I was reading the blog of a friend of mine (who blogs far better than I – do subscribe – http://justluckie.typepad.com/justluckie/
In his blog today, he described the uneasy relationship we often have with sin. Here are some selected highlights, but do read the whole thing.
“One of the many ways in which Christianity is perceived as unhelpful is that it appears to be mostly concerned with people’s wrongdoings.”
“… many people don’t feel that sinful. They haven’t done all that much that is so terribly wrong and don’t like to be reminded of the occasions when they do slip up – they have enough conscience to beat themselves up about those without any external reinforcement. Secondly, they are repelled by the kind of moral duplicity that can result from such an emphasis.”

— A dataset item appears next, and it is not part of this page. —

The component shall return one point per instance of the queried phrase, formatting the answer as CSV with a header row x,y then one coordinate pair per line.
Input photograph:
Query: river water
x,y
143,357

John suggests that seeing sin as an obfuscatory device rather than a “bad” thing may help with the idea of rescuing sin from the tool which the church uses to beat us into a state of needing it. Interesting stuff as always John.
I’ve always had an interesting relationship with sin; my childhood church’s obsession with it gave me a very active guilt complex, (or maybe that was just what everyone has). I can well see the church with its obsession with sin can make it seem like a damnatory and judgmental organisation, but the issue there is not concerning sin, it is concerning the way in which the church externalises the sin of its community.
One thing which is missing from a good deal of alternative spiritualities – and indeed from a lot of traditional Christian theology, is the idea of the community, the communal, both in terms of virtue and in terms of sin. The rise of individualism has turned us from a society of belongers to a society of attenders – but when it comes to sin, and the idea of sin, the notion of individualism turns sin into the equivalent of a naughty schoolboy standing outside the headmaster’s door.
But this wasn’t the idea of the early church. For many centuries, Christian theology was founded in communities, monasteries, clerical institutions, convents, and perhaps because of that the idea of sin, like the idea of church, was communal.
For instance, this radical sermon from St Augustine: the reading is the story of the wheat and the weeds, where some enemy has sown weeds in with the wheat. The landowner says to wait until they have all grown up, and then cast the weeds into the fire.
On the fact of it, it is a dualistic story, baddies and goodies, where the baddies are thrown into hell. Indeed it could be used to scare people into trying to be good – but worse, there is an element of predestination in it – the idea that you are a weed, not wheat, from the very beginning. But look at what Augustine does with it.
Is there anywhere, where that enemy has not sown weeds? Do you imagine he has sown them among the laity and not among the clergy, or the bishops? He’s scattered them everywhere, sown them everywhere. Has he not left anything unmixed.
Any of you who on shaking up their consciences find themselves among the weeds must not be afraid to change. The command hasn’t yet been given to cut, it isn’t the harvest yet; don’t be today what you were yesterday, or at least don’t be tomorrow what you are today.
This, you see, is the difference – in the Lord’s field, which is the Church, what used to be weeds sometimes changes into grain; and nobody knows what’s going to happen tomorrow. So do not uproot the weeds, lest you uproot what could become the stuff of God.
Augustine tells us that the whole of the church is full of weeds – there is a community of wheat and weeds intermixed. No-one can stand in judgement. He also tells us that it is not up to us to decide who is the baddie – that decision belongs to God. We are not qualified to decide what is weeds and what is wheat. And the most radical third thing – weeds can turn into wheat. Weeds are not in fact dangerous to wheat – they can become wheat themselves.
I find this particularly useful, because increasingly in our western world, much of our sin is communal. When one is focussed only on our individual sin, it is easy to deny it, or to magnify it (and in the process magnify our own ego) to ridiculous proportions. But what is essential is that we confess our corporate sins of injustice and unfairness, of prejudice and the poor way we treat those who disagree with us.
When a church says “you’re all sinners” rather than “we’re all sinners” it is putting itself in the place of God, and making a poor job of it. But the notion of being a broken community, in need of forgiveness from one another and from God, was very helpful.
When the church is a community of the broken – a community which is forgiven by an all loving God – then we are whole, and able to do good out of a love of being healed. When the church stands in condemnation of it’s own people and of others, it is setting itself in God’s place, which is blasphemy.